Since its introduction, the reward prediction error (RPE) theory of dopamine has explained a wealth of empirical phenomena, providing a unifying framework for understanding the representation of reward and value in the brain. According to the now canonical theory, reward predictions are represented as a single scalar quantity, which supports learning about the expectation, or mean, of stochastic outcomes. In the present work, we propose a novel account of dopamine-based reinforcement learning. Inspired by recent artificial intelligence research on distributional reinforcement learning, we hypothesized that the brain represents possible future rewards not as a single mean, but instead as a probability distribution, effectively representing multiple future outcomes simultaneously and in parallel.

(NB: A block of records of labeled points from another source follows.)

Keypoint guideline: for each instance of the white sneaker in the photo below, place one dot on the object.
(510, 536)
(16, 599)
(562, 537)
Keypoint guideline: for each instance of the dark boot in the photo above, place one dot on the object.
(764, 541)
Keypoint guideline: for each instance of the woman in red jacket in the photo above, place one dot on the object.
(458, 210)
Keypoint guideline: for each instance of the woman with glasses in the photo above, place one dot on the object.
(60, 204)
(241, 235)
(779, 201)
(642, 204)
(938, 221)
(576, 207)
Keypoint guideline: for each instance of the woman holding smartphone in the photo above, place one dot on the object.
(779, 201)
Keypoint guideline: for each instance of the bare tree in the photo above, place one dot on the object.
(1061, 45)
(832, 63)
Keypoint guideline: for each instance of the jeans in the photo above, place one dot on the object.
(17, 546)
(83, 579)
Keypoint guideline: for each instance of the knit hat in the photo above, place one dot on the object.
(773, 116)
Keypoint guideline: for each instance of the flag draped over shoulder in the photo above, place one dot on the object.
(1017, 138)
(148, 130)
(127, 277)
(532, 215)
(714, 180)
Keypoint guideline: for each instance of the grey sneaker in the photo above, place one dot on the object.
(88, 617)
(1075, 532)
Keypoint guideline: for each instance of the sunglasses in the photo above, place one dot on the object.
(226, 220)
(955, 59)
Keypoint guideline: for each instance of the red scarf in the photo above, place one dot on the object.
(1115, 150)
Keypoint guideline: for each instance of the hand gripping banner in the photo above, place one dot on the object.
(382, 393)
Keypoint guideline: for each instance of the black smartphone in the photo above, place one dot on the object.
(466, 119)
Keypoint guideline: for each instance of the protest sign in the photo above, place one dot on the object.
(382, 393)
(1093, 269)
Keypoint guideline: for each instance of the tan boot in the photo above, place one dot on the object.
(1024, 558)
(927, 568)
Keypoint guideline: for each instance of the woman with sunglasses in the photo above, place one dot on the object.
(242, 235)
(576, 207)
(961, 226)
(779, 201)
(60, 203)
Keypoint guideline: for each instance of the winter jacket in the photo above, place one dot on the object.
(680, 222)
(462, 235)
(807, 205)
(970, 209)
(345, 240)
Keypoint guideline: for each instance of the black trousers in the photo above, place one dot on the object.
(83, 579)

This idea leads immediately to a set of empirical predictions, which we tested using single-unit recordings from mouse ventral tegmental area. Our findings provide strong evidence for a neural realization of distributional reinforcement learning.The RPE theory of dopamine derives from work in the artificial intelligence (AI) field of reinforcement learning (RL). Since the link to neuroscience was first made, however, RL has made substantial advances, revealing factors that radically enhance the effectiveness of RL algorithms. In some cases, the relevant mechanisms invite comparison with neural function, suggesting new hypotheses concerning reward-based learning in the brain. Here, we examine one particularly promising recent development in AI research and investigate its potential neural correlates. Specifically, we consider a computational framework referred to as distributional reinforcement learning.